В стороне от меня виднелось тусклое пятно света. Казалось, что солнечный луч пробивается сквозь толщу мутной воды и тает во мраке. Я двинулся туда, сквозь густую, вязкую тьму, раздвигая её руками как джунгли. Я продирался вперёд как тянущийся к солнцу росток, слепой и бездумный, но полный неистовой жажды существования. Тьма угасала. Лёгкий ветерок дул мне навстречу, принося с собой шелест трав и ароматы жаркого лета. Я приблизился к свету и увидел, что за ним пылал ослепительный солнечный день. Шквал красок, звуков и запахов обрушился на меня со всех сторон. У меня закружилась голова и я едва не упал, но затем, увидел его…

Олег лежал притаившись среди кустов, недалеко от меня, широко раскинув ноги и опершись на локти. На его правой руке тускло блестел тяжёлый кастет. Время от времени он торопливо его облизывал, точно его мучала нестерпимая жажда.

Он следил за темноволосой девочкой лет 13 в светлом бикини, которая плескалась в небольшом песчаном карьере вместе со своими подругами. Вот она вылезла из воды, подбежала к сидевшей на берегу пожилой женщине, что то ей сказала, наспех вытерлась полотенцем и стала надевать свои сандалии. Увидев это, Олег проворно отполз назад и кинулся к тому месту, где была его прежняя засада — рядом с утопавшей в зарослях тропинкой.

Когда он устроился там, я был прямо за его спиной. Солнце било мне в глаза, и я поднял руку, чтобы заслонить их. Хищник внутри него что-то почувствовал и он порывисто обернулся, но ничего не заметил, и вновь устремил свой взор на тропу. Он весь напрягся и подобрался для броска.
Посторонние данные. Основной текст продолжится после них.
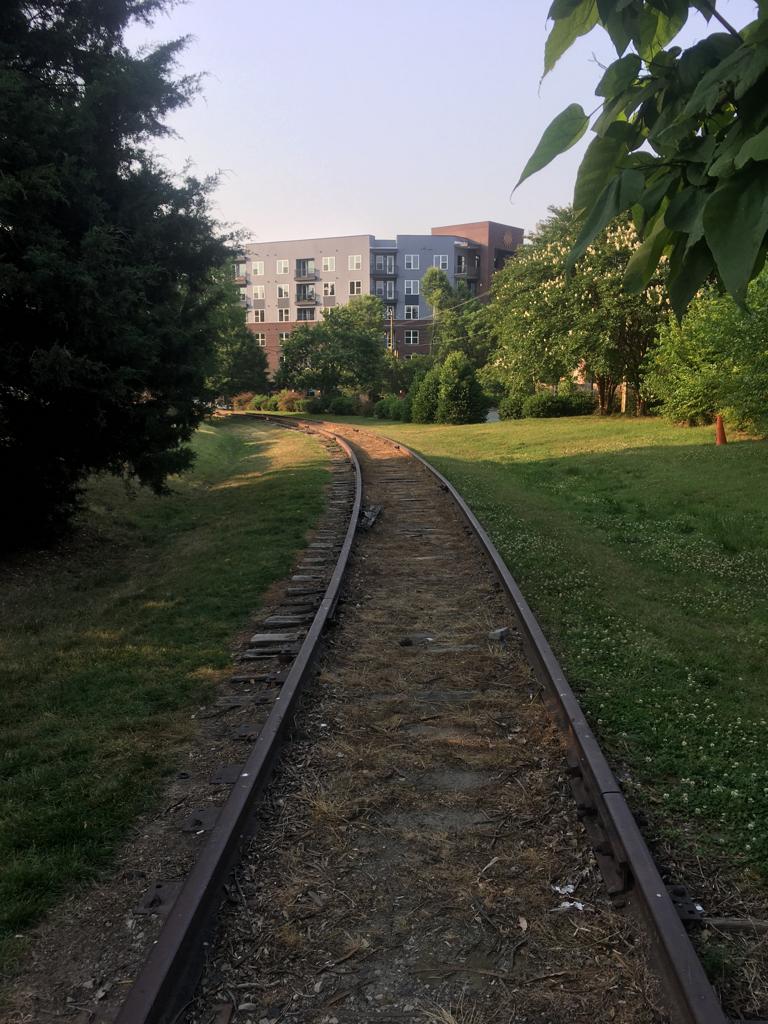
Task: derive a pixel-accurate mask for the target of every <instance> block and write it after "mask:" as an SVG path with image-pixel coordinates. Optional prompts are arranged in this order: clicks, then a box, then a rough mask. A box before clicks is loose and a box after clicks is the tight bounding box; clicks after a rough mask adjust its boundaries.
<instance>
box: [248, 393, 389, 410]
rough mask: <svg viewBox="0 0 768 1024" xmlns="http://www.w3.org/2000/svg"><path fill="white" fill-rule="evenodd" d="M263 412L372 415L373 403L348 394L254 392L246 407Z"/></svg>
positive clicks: (251, 396)
mask: <svg viewBox="0 0 768 1024" xmlns="http://www.w3.org/2000/svg"><path fill="white" fill-rule="evenodd" d="M245 408H248V409H253V410H258V411H259V412H262V413H312V414H314V415H323V414H324V413H332V414H333V415H334V416H370V415H371V412H372V411H373V403H372V402H370V401H366V400H365V399H360V398H354V397H352V396H351V395H347V394H337V395H332V396H330V397H327V398H325V397H324V398H321V397H318V396H314V397H310V398H307V397H305V396H304V395H303V394H302V393H301V392H300V391H279V392H278V394H254V395H252V396H249V401H248V402H247V404H246V407H245Z"/></svg>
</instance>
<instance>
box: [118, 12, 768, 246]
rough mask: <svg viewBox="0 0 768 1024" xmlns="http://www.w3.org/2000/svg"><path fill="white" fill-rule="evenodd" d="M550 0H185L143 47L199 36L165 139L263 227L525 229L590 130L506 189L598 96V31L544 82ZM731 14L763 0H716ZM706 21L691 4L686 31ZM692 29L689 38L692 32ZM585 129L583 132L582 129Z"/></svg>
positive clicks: (314, 227)
mask: <svg viewBox="0 0 768 1024" xmlns="http://www.w3.org/2000/svg"><path fill="white" fill-rule="evenodd" d="M548 7H549V0H439V2H438V0H410V2H409V0H387V2H383V0H382V2H379V3H371V2H368V0H312V2H310V0H292V2H290V3H286V2H279V0H237V2H236V0H189V2H188V3H187V4H186V5H184V6H179V7H177V8H176V9H175V10H173V11H172V12H171V13H170V14H169V15H166V16H163V17H161V18H160V19H159V20H158V22H157V23H156V25H155V26H154V27H153V28H152V29H146V28H141V27H139V28H136V29H134V30H132V31H131V33H130V34H129V37H128V39H129V43H130V44H131V46H133V47H137V46H139V45H141V44H144V43H156V42H159V41H164V40H168V39H173V38H176V37H177V36H183V35H189V36H191V37H193V38H191V39H190V41H189V45H188V47H187V49H186V51H185V53H184V56H183V58H182V62H181V66H180V69H179V70H180V71H184V72H205V73H207V78H206V80H205V82H204V84H203V93H202V95H200V96H199V97H198V98H197V99H196V101H195V102H194V103H193V105H191V106H189V108H188V109H187V110H185V111H183V112H180V113H178V114H177V115H175V116H174V117H173V118H172V120H171V121H170V124H171V126H172V127H173V128H174V129H175V130H176V132H178V135H179V137H178V138H176V139H169V140H163V141H162V142H161V143H160V145H159V152H160V153H162V154H163V155H164V157H165V158H166V161H167V163H168V166H169V167H171V168H172V169H174V170H176V169H179V168H181V167H182V166H183V164H184V162H185V161H186V160H187V159H189V160H191V162H193V164H194V167H195V171H196V173H198V174H201V175H202V174H208V173H212V172H216V171H220V172H221V174H222V177H221V184H220V187H219V189H218V193H217V197H218V202H217V212H218V214H219V216H220V217H221V218H222V219H223V220H225V221H227V222H229V223H232V224H237V225H239V226H241V227H244V228H245V229H246V230H247V232H248V234H249V237H250V238H252V239H254V240H262V241H272V240H279V239H291V238H312V237H317V236H328V234H355V233H365V232H372V233H374V234H377V236H379V237H380V238H388V237H391V236H393V234H395V233H397V232H401V233H408V232H414V233H420V232H428V231H429V229H430V227H431V226H432V225H438V224H450V223H460V222H462V221H469V220H498V221H502V222H503V223H511V224H517V225H519V226H520V227H523V228H525V230H530V229H531V228H532V227H534V226H535V224H536V222H537V221H538V220H540V219H541V218H542V217H543V216H545V215H546V212H547V207H548V206H550V205H551V204H555V205H562V204H565V203H567V202H569V200H570V198H571V191H572V186H573V178H574V174H575V168H577V166H578V164H579V160H580V158H581V154H582V152H583V150H584V146H585V145H586V144H587V142H588V141H589V137H587V138H585V139H584V140H583V142H582V143H581V144H580V145H579V146H575V147H574V148H573V150H571V151H570V152H569V153H568V154H566V155H565V156H563V157H561V158H559V160H557V161H555V163H554V164H552V165H550V167H548V168H546V169H545V170H544V171H542V172H540V173H539V174H537V175H536V176H535V177H532V178H530V179H529V180H528V181H526V182H525V183H524V184H523V185H521V187H520V188H519V190H518V191H517V193H515V195H514V196H513V197H511V198H510V193H511V189H512V187H513V186H514V183H515V181H516V180H517V177H518V176H519V174H520V171H521V169H522V167H523V165H524V163H525V161H526V159H527V157H528V156H529V155H530V153H531V151H532V148H534V146H535V145H536V143H537V142H538V140H539V137H540V135H541V133H542V130H543V129H544V127H546V125H547V124H548V123H549V121H550V120H551V119H552V118H553V117H554V116H555V115H556V114H557V113H559V111H561V110H562V109H563V108H564V106H566V105H567V104H568V103H569V102H573V101H575V102H581V103H582V104H583V105H584V108H585V110H586V111H588V112H589V111H591V110H593V109H594V108H595V105H596V100H595V97H594V87H595V84H596V83H597V81H598V78H599V76H600V74H601V71H600V68H599V67H598V65H597V63H596V62H595V61H596V60H598V61H600V62H601V63H608V62H610V60H611V59H614V58H615V53H614V52H613V51H612V49H611V46H610V43H609V41H608V39H607V37H606V36H605V35H604V34H603V33H602V32H601V31H599V30H598V31H596V32H594V33H592V35H591V36H589V37H587V38H586V39H584V40H581V41H580V43H579V44H578V46H577V47H574V49H573V50H572V51H571V52H569V53H567V54H566V55H565V56H564V57H563V58H562V59H561V61H560V63H558V66H557V67H556V69H555V70H554V72H552V73H551V74H550V75H548V76H547V78H546V79H545V80H544V82H543V83H541V86H540V78H541V74H542V65H543V54H544V41H545V38H546V32H547V28H546V12H547V9H548ZM718 7H719V9H721V10H722V11H723V13H724V14H725V15H726V16H727V17H728V18H729V19H730V20H731V22H733V23H735V24H736V25H737V26H741V25H743V24H745V23H746V22H748V20H750V19H751V18H752V17H753V16H754V10H755V3H754V2H753V0H720V2H719V4H718ZM705 31H707V30H706V24H705V22H703V19H702V18H701V17H700V15H697V14H696V15H693V16H692V18H691V22H690V23H689V27H687V28H686V37H688V38H698V37H699V36H700V35H701V34H702V33H703V32H705ZM682 38H685V37H682ZM588 136H589V133H588Z"/></svg>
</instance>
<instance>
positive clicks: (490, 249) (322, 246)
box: [236, 220, 523, 372]
mask: <svg viewBox="0 0 768 1024" xmlns="http://www.w3.org/2000/svg"><path fill="white" fill-rule="evenodd" d="M522 238H523V231H522V228H520V227H513V226H511V225H509V224H498V223H496V222H494V221H489V220H484V221H477V222H474V223H468V224H449V225H445V226H442V227H433V228H432V230H431V233H430V234H398V236H397V237H396V238H394V239H376V238H375V237H374V236H373V234H346V236H339V237H337V238H328V239H301V240H297V241H291V242H264V243H254V244H252V245H248V246H246V247H245V251H244V254H243V257H242V258H241V260H240V261H239V262H238V265H237V269H236V273H237V276H236V282H237V284H238V285H239V287H240V292H241V300H242V302H243V305H244V306H245V310H246V323H247V325H248V328H249V330H250V331H252V332H253V333H254V335H255V337H256V339H257V340H258V343H259V344H260V345H261V346H262V347H264V348H265V349H266V353H267V357H268V360H269V370H270V372H274V370H276V369H278V367H279V366H280V355H281V349H282V345H283V342H284V341H285V340H286V339H287V338H288V336H289V335H290V333H291V332H292V331H293V330H294V329H295V328H296V327H297V325H299V324H311V323H314V322H317V321H319V319H321V318H322V312H323V310H324V309H328V308H332V307H333V306H336V305H341V304H344V303H346V302H348V301H349V299H350V298H352V297H353V296H355V295H378V296H379V297H380V298H381V300H382V302H383V303H384V307H385V313H386V318H385V323H384V325H383V326H382V330H383V333H386V337H387V341H388V343H389V344H391V345H392V346H393V348H394V350H395V351H396V352H397V354H398V355H400V356H402V357H410V356H411V355H415V354H424V353H427V352H429V345H430V337H429V326H430V323H431V313H432V310H431V307H429V306H428V304H427V302H426V301H425V299H424V297H423V296H422V294H421V281H422V278H423V276H424V274H425V272H426V271H427V270H428V269H429V267H431V266H436V267H439V268H440V269H441V270H444V271H445V273H446V274H447V276H449V279H450V281H451V283H452V285H455V284H456V282H458V281H464V282H466V284H467V287H468V289H469V291H470V292H471V293H472V294H476V295H482V294H485V293H486V292H487V291H488V289H489V287H490V279H492V276H493V274H494V272H495V271H496V270H498V269H499V268H500V267H502V266H503V265H504V263H505V261H506V260H507V259H509V257H510V256H512V255H513V254H514V252H515V250H516V249H517V247H518V246H520V245H522Z"/></svg>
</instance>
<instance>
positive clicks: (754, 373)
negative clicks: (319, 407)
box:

Его шея налилась тёмной кровью, а рука крепко сжала кастет. Он ни о чём не думал в ту последнюю минуту, когда девочка торопливо обходила карьер, чтобы вступить в заросли. Он был только голодным зверем, готовым убивать…

Я знал, что за этим последует. Меня не нужно было подталкивать. Я ждал этого момента всю жизнь. Множество жизней…

Я прыгнул вперёд, прямо в удушающую от распаренных трав жару и приземлился обеими коленями ему на спину, чуть ниже лопаток. Внутри него что то хрустнуло и воздух с громким свистом вырвался из его лёгких. Он задёргался, пытаясь перевернуться, но я схватил его левой рукой за волосы и что есть силы рванул на себя. Затем я выхватил висевший у него на поясе нож и одним широким взмахом вскрыл ему горло от края и до края. Его голова запрокинулась назад так далеко, что мы на мгновенье встретились взглядами, но едва ли он что то увидел.

Кровь — горячая, алая, безумная хлынула на землю. Олег захрипел, затрясся, засучил ногами, но я навалился на него сверху и вдавил в землю, как он вдавливал своих жертв. Я вдыхал пьянящий запах смерти и чувствовал, как ослабевает сжавшееся подо мной тело зверя и замирает стук его сердца. Мне самому хотелось впиться зубами ему в загривок и терзать распростёртое на траве чудовище, но я сдержался, и глухой рык в моём горле смолк не родившись.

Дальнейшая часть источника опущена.